December 1st, 2020 at 11:11 PM ^

As someone running the biggest study on residence life in 30 years, be thankful they are doing this. In normal times, your kid is more likely to persist (and likely graduate, can't claim this definitively yet) if they live in the residence halls a second year. The impacts are likely to be more acute now as the pandemic limited social interactions last year. Given the perceived make up of the board, the relationship is particularly large for rich kids who live in large houses or the greek system.

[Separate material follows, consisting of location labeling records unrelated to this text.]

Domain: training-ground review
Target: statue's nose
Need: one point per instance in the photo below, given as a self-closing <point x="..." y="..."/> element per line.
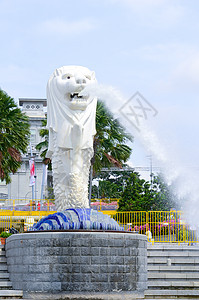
<point x="80" y="79"/>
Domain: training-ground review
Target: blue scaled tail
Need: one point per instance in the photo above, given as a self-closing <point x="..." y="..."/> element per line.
<point x="77" y="218"/>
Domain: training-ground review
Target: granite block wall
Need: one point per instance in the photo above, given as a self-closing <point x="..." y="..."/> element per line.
<point x="77" y="261"/>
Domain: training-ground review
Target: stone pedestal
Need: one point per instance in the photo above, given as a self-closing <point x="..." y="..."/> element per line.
<point x="77" y="262"/>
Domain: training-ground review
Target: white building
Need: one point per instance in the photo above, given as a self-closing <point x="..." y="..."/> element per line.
<point x="19" y="187"/>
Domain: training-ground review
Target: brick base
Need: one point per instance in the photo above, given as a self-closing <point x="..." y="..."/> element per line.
<point x="77" y="262"/>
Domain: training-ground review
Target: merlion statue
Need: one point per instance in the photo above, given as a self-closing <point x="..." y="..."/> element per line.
<point x="71" y="124"/>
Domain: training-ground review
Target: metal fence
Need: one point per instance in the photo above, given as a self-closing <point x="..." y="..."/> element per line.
<point x="159" y="226"/>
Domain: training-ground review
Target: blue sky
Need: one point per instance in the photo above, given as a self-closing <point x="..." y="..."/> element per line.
<point x="150" y="46"/>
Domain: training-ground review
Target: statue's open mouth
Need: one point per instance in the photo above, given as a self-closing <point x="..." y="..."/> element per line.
<point x="76" y="96"/>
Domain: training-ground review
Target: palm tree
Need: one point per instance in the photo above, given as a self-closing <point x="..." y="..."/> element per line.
<point x="109" y="142"/>
<point x="14" y="136"/>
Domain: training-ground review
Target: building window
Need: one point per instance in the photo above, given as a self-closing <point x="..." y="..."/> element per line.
<point x="33" y="136"/>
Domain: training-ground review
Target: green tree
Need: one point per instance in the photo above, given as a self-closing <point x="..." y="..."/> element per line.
<point x="164" y="195"/>
<point x="14" y="136"/>
<point x="109" y="142"/>
<point x="111" y="184"/>
<point x="43" y="145"/>
<point x="137" y="195"/>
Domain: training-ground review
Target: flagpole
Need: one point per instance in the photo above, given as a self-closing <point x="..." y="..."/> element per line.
<point x="33" y="195"/>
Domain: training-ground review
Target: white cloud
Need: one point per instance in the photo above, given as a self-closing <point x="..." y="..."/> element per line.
<point x="63" y="28"/>
<point x="188" y="69"/>
<point x="155" y="13"/>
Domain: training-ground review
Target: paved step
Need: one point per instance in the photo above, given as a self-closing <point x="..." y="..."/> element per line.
<point x="173" y="253"/>
<point x="4" y="275"/>
<point x="173" y="284"/>
<point x="6" y="291"/>
<point x="176" y="268"/>
<point x="164" y="260"/>
<point x="173" y="271"/>
<point x="2" y="253"/>
<point x="6" y="283"/>
<point x="3" y="267"/>
<point x="10" y="293"/>
<point x="3" y="259"/>
<point x="180" y="276"/>
<point x="166" y="294"/>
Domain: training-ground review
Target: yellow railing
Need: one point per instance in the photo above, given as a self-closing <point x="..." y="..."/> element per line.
<point x="159" y="226"/>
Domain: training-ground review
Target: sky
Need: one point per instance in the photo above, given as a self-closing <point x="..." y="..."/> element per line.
<point x="145" y="46"/>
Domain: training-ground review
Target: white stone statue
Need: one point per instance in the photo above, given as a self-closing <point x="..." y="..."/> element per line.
<point x="71" y="124"/>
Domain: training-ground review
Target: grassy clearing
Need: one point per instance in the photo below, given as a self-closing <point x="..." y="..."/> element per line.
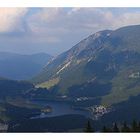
<point x="48" y="84"/>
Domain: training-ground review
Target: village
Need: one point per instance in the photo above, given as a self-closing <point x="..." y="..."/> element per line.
<point x="98" y="111"/>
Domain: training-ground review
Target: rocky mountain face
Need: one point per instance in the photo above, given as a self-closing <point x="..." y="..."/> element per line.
<point x="103" y="66"/>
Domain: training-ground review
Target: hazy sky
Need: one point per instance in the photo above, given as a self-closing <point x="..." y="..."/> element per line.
<point x="54" y="30"/>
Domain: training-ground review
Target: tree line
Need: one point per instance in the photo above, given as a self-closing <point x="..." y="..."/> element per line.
<point x="133" y="127"/>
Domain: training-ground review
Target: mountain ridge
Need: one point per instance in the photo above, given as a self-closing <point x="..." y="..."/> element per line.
<point x="105" y="59"/>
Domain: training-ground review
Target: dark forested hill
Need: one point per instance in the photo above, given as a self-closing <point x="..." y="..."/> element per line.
<point x="105" y="65"/>
<point x="19" y="67"/>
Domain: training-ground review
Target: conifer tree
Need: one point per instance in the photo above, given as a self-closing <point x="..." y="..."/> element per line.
<point x="88" y="128"/>
<point x="125" y="128"/>
<point x="105" y="129"/>
<point x="134" y="126"/>
<point x="115" y="128"/>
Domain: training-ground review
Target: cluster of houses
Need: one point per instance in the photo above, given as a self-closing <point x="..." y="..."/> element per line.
<point x="3" y="127"/>
<point x="135" y="75"/>
<point x="98" y="111"/>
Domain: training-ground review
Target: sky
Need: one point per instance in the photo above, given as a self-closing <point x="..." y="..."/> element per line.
<point x="55" y="30"/>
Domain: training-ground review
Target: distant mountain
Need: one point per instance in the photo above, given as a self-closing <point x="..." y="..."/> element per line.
<point x="19" y="67"/>
<point x="104" y="66"/>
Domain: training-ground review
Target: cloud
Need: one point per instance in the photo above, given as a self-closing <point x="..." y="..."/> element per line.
<point x="11" y="18"/>
<point x="57" y="29"/>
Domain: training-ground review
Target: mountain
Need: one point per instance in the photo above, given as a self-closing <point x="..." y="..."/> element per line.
<point x="104" y="66"/>
<point x="19" y="67"/>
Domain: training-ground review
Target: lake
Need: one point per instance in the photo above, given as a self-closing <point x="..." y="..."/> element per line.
<point x="60" y="108"/>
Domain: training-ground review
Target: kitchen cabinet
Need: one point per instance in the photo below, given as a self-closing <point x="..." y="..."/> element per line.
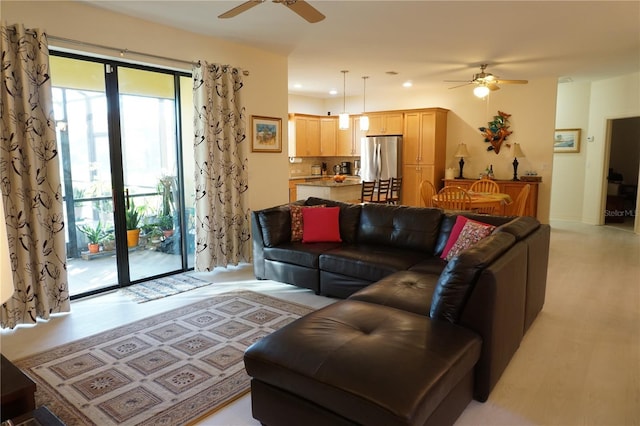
<point x="304" y="134"/>
<point x="510" y="187"/>
<point x="423" y="151"/>
<point x="349" y="139"/>
<point x="388" y="123"/>
<point x="412" y="177"/>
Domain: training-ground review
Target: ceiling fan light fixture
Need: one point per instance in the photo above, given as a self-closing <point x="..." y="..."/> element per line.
<point x="364" y="120"/>
<point x="481" y="91"/>
<point x="343" y="118"/>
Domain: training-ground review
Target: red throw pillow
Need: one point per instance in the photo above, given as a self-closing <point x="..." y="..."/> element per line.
<point x="297" y="224"/>
<point x="321" y="225"/>
<point x="471" y="233"/>
<point x="453" y="236"/>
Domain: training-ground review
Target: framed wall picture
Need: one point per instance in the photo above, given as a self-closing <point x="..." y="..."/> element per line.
<point x="266" y="134"/>
<point x="566" y="140"/>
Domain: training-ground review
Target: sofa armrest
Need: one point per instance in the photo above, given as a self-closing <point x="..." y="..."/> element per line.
<point x="495" y="310"/>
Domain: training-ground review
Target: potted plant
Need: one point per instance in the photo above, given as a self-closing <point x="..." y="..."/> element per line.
<point x="94" y="234"/>
<point x="132" y="216"/>
<point x="165" y="222"/>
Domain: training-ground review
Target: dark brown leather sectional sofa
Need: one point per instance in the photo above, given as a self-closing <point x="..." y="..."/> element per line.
<point x="416" y="338"/>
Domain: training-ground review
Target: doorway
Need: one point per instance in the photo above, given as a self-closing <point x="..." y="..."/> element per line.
<point x="623" y="173"/>
<point x="119" y="129"/>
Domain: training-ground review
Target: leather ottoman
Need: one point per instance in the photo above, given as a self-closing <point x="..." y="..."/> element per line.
<point x="331" y="367"/>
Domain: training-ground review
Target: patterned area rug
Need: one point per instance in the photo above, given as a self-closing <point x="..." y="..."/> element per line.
<point x="163" y="287"/>
<point x="169" y="369"/>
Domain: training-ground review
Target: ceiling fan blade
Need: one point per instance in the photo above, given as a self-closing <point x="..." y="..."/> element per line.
<point x="304" y="9"/>
<point x="512" y="81"/>
<point x="239" y="9"/>
<point x="461" y="85"/>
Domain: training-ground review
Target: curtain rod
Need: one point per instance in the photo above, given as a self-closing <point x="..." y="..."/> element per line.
<point x="126" y="51"/>
<point x="121" y="51"/>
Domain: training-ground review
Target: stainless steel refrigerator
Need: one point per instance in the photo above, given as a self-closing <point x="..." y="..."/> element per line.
<point x="380" y="157"/>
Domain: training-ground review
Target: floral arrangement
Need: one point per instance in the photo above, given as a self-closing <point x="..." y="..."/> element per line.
<point x="497" y="131"/>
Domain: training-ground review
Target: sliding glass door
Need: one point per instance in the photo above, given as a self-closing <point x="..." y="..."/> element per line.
<point x="119" y="130"/>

This is also under active discussion at a number of schools even before the pandemic. Schools wish they had the capacity to enforce this type of rule, but the large number of college-aged kids meant they lacked capacity. As the demography changes, the capacity challenges are waning. Adding a second-year mandate is top of the list of non-COVID priorities for the provost at my Big10 institution.

bluebrains98

December 2nd, 2020 at 11:21 AM ^

The data clearly show that (1) couch-burning tendencies peak at age 19, and (2) off-campus couches are at higher risk than university-owned couches. This is simply an effort to save the furniture.